The pound in your pocket is worth … nothing like that
Saturday 13th February 2010, 3:00PM GMT.
THE wisdom (or lack of it) of introducing a VAT system in this Island is only now becoming all too apparent.
Cast your mind back to the period before the goods and services tax debate and you will recall that the warnings were out there, but that they went (mainly) unheeded.
The Jersey Chamber of Commerce was undoubtedly the most strident voice, predicting that there would be increases in the suggested three per cent rate before long.
And how right they were.
Of course there is, thankfully, a three-year undertaking not to increase GST, but in 2012, once that ultimatum has been exceeded, the Comptroller and Auditor General has estimated the need for a ginormous leap from three per cent up to 12 per cent.

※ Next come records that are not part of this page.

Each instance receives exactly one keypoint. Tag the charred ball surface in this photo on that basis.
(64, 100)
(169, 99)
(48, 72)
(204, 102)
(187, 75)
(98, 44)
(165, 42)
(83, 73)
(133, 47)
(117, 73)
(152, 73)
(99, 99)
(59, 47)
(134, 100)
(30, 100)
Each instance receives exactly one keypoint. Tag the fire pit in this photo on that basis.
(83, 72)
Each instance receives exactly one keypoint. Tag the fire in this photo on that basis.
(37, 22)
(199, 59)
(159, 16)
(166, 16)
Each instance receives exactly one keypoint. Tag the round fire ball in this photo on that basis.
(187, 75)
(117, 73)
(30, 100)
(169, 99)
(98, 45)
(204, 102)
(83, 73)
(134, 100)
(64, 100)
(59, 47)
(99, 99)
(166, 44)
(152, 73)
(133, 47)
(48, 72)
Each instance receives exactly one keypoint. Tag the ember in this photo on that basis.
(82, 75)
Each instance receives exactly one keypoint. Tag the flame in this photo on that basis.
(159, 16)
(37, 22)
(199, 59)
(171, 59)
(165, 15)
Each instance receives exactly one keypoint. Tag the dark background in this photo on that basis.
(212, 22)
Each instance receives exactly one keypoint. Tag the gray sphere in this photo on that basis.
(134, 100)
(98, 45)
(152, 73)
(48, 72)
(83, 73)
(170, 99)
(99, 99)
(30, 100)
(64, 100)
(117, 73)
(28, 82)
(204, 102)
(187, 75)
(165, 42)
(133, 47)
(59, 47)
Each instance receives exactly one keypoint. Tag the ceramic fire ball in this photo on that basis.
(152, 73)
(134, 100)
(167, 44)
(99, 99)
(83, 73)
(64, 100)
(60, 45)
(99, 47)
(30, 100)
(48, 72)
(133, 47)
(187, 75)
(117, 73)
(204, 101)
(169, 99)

At the time GST was agreed by our beloved States Members it was, of course, Chief Minister Terry Le Sueur who was sitting in the Treasury hot seat. I vaguely recall some woolly reassurances that there would be little need to raise the rate of GST beyond, say, seven per cent because Jersey was in such good shape, economically speaking, and could in any case rely on its finance industry to rescue it.
Well, times have changed, have they not? An unprecedented £50 million black hole looms imminently, even with all the measures that the Treasury Minister put in place way back then to fill the deficit left by the zero corporate tax regime. Which, unless I’m very much mistaken, lacks the approval of the European Union authorities it was intended to appease. How short-sighted and arrogant could our senior politicians have been not to see that there were gaping holes in their evidence bucket?
So what damage might this 12 per cent rate cause us humble citizens? Well, one good thing is that it will have marginal disadvantages for retailers, in that they already have their computer and tax systems in place. Ditto importers, tax advisers and so forth.
But it will, of course, make quite a hole in the pockets of purchasers. A 12p tax on every pound is quite different from a 3p tax on every pound.
A £50 purchase will cost me an extra £6. A supermarket shop totalling, at current rates, £100 will require an extra £12 at the till. Whoopee.
I would love to know what the UK retailers who already charge UK VAT at 17.5% will be doing. Presumably they will charge UK VAT plus the extra Jersey GST at 12% on top. Quite a coup, Mr Chief Minister. Congratulations.